The guy touches my elbow. “You okay?” Black hair slicked back, his brown khakis in need of pressing, cream colored dress shirt rolled up to his elbows, five-o-clock shadow – he doesn’t look so hot himself.
“Of course,” I say. “Just have to figure out where to eat, is all.”
“C’mon,” he says. “I’ll show you a hidden gem. Been here 100 years, neighborhood joint.”
Now I really am feeling weird. The guy knows my criteria!
We walk two blocks, take a right and then another right into what looks like an alley, closed to traffic. Narrow houses in need of paint squeeze between hardware stores, a kitchen supply. One tiny establishment has a tattered green awning and neon blinking sign: “ED IES”
“Arab?” I ask.
“No, Eddie’s. Strictly American,” the guy says. His name is Sal.

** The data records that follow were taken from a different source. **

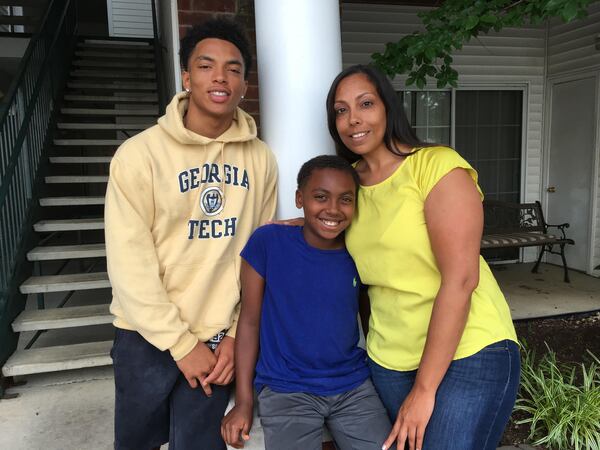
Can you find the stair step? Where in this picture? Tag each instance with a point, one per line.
(44, 226)
(29, 3)
(88, 142)
(73, 179)
(116, 64)
(138, 49)
(80, 159)
(57, 318)
(112, 98)
(122, 85)
(104, 126)
(98, 54)
(71, 201)
(61, 283)
(110, 112)
(63, 357)
(53, 252)
(112, 74)
(115, 42)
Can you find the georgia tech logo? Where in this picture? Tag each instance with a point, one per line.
(211, 201)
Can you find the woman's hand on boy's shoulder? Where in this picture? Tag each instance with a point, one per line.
(297, 222)
(235, 426)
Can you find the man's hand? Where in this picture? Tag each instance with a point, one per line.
(235, 427)
(223, 371)
(196, 366)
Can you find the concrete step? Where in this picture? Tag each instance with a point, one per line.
(62, 283)
(100, 54)
(110, 112)
(76, 179)
(71, 201)
(104, 126)
(57, 318)
(63, 357)
(118, 85)
(88, 142)
(112, 74)
(46, 226)
(80, 159)
(115, 64)
(112, 98)
(54, 252)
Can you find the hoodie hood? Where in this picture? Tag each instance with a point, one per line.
(243, 127)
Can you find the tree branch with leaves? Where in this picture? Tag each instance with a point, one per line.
(454, 23)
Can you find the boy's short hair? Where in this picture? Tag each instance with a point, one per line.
(325, 162)
(217, 28)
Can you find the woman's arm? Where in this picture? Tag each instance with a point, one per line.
(454, 217)
(235, 427)
(364, 309)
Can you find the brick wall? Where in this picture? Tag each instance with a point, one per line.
(192, 12)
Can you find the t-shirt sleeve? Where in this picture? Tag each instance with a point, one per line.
(433, 163)
(255, 250)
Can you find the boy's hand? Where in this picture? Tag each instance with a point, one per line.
(235, 426)
(196, 366)
(224, 370)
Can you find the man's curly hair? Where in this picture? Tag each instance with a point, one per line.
(218, 28)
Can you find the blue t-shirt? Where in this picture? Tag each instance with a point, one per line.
(309, 328)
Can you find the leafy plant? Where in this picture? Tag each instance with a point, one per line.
(563, 410)
(455, 22)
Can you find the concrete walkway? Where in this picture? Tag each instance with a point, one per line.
(74, 410)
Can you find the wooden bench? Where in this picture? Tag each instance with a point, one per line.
(523, 225)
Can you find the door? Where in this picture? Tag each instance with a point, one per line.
(571, 159)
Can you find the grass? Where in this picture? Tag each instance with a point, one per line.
(561, 408)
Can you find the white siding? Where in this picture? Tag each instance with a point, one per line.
(571, 46)
(512, 57)
(130, 18)
(572, 49)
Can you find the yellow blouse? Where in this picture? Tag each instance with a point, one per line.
(389, 242)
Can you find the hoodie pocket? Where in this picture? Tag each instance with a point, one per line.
(206, 294)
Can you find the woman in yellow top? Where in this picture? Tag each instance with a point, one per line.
(441, 344)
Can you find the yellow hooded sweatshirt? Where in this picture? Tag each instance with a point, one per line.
(179, 209)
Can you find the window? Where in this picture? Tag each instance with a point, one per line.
(485, 128)
(429, 114)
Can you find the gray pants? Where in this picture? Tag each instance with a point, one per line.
(356, 419)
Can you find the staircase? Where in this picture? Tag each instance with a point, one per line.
(111, 94)
(21, 16)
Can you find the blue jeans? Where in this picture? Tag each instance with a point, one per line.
(472, 404)
(155, 404)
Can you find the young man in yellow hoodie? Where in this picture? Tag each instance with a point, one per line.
(183, 197)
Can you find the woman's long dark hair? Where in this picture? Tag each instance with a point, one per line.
(397, 128)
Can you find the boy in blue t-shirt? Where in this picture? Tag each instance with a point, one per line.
(300, 302)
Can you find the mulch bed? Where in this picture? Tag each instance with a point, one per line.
(569, 337)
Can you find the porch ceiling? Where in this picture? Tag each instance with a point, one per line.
(399, 2)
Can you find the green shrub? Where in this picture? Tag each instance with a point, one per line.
(563, 410)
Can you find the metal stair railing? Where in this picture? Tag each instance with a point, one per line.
(26, 118)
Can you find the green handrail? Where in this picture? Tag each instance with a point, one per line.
(26, 114)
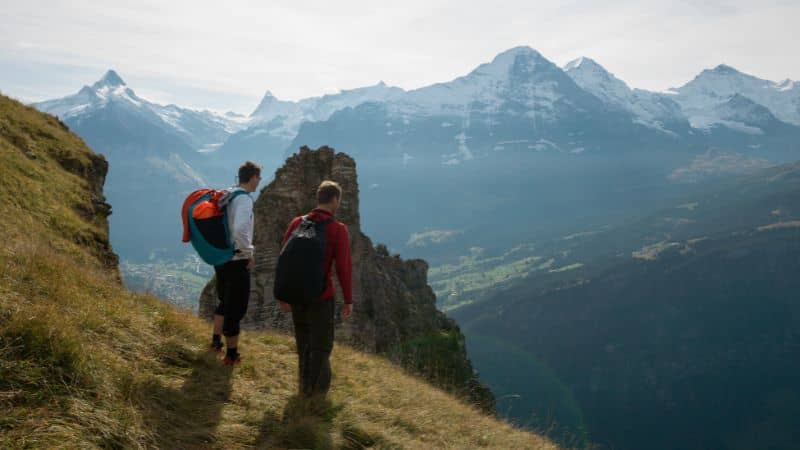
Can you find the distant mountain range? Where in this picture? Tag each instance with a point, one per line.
(514, 128)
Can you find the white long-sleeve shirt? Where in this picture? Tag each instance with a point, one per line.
(240, 225)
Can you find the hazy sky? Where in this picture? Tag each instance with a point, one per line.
(225, 54)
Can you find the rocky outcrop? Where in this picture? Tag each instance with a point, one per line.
(394, 308)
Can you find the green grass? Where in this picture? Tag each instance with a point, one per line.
(85, 363)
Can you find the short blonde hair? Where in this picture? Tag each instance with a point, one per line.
(327, 191)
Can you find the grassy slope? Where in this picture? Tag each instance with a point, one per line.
(85, 363)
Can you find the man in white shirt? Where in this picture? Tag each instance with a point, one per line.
(233, 277)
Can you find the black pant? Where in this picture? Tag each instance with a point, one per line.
(313, 333)
(233, 291)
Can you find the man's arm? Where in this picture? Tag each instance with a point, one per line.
(344, 264)
(285, 307)
(292, 225)
(243, 225)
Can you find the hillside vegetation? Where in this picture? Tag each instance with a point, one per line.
(85, 363)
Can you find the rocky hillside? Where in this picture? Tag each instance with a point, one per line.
(395, 309)
(86, 364)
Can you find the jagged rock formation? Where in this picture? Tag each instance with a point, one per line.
(395, 309)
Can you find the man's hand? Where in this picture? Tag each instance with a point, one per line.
(347, 309)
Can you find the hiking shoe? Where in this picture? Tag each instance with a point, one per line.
(228, 361)
(216, 348)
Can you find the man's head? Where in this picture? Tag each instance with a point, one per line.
(329, 195)
(249, 176)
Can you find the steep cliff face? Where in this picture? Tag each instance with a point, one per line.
(395, 309)
(51, 174)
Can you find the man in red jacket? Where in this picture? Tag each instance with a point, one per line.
(313, 322)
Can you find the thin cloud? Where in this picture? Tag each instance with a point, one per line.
(224, 55)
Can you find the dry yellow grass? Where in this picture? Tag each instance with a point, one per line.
(86, 364)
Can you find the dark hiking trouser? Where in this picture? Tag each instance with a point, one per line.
(233, 291)
(313, 333)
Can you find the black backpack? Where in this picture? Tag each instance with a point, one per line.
(300, 272)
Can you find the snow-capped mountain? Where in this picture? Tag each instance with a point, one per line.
(200, 129)
(519, 101)
(712, 87)
(652, 109)
(283, 118)
(520, 75)
(567, 143)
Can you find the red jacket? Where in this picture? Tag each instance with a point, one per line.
(337, 248)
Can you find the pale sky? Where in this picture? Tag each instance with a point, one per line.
(225, 54)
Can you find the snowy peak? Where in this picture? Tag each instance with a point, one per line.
(591, 75)
(724, 69)
(648, 108)
(712, 87)
(584, 63)
(110, 79)
(519, 60)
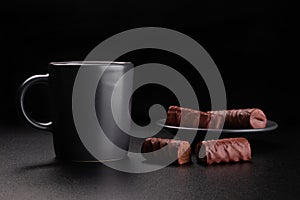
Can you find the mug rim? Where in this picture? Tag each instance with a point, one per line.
(89, 63)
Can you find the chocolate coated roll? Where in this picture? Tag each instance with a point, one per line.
(185, 117)
(182, 149)
(243, 118)
(223, 150)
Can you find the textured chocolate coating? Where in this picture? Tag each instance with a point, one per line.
(185, 117)
(181, 148)
(243, 118)
(223, 150)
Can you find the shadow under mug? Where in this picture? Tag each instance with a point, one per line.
(60, 78)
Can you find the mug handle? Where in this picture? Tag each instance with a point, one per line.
(36, 79)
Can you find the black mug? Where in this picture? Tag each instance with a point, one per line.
(60, 78)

At this point I am so hungry my standards are plummeting.
“Yo, Eddie!” he yells at the bartender. “Meet my friend…Ray? (He looks at me for confirmation)…just in from upstate. Guy wants your house special.”
Sal, now sitting across from me in a wooden booth with red padded naugahyde seats, seems like a decent guy, working his ass off, just getting by. The brown pants are from UPS, turns out. Once he gets off work at the loading dock he changes his shirt and goes straight to the next job, hawking customers for one of the tourist restaurants.
“I’m the best damned barker there is!” he says. A man’s gotta have pride.
We talk about the Mets and Yankees. The usual. Kids? Married? Then I learn he’s just been two-timed by his fiancée, Sheila.
He pounds the table so hard our beers rattle and slosh. “Busting my ass so she can keep buying goddamn shoes!”
The big mistake, he says, was getting her that coat-check job at the restaurant.
“I missed her, y’know? I mean, home at 11, up at 5, not much time for foolin’ around, if you know what I mean. Not much time for watching TV, even. So I get Carlo to give her the coat-check gig, we get to see each other at work.
“Once in awhile, say late on a Tuesday night, restaurant’s dead, street’s dead, and I’d pop inside, see Sheila. Sometimes back behind the coats even, y’know? Everything’s great till the freezer.
“Last night I go inside. No Sheila. I look in the kitchen, see the freezer door open a little. Aldo and the Mexican guys running around like usual.
“’Seen Sheila?’ I ask. Aldo looks at the freezer and I think, what, she getting ice cream or something? So I walk on back, Aldo yelling at me, ‘No! Signore!’
“Too late. She’s in the freezer, all right, and so’s Carlo, keeping her plenty warm, the bastard.
“I walked right outta Wanda’s and now I’m the frikkin’ anti-barker!”
His laugh is loud, vengeful.
I look down at my half-eaten burger, the soggy fries.
He looks at me as if we’re co-conspirators, as if I’m the kind of buddy who’d help him write lousy restaurant reviews, no stars for Wanda’s.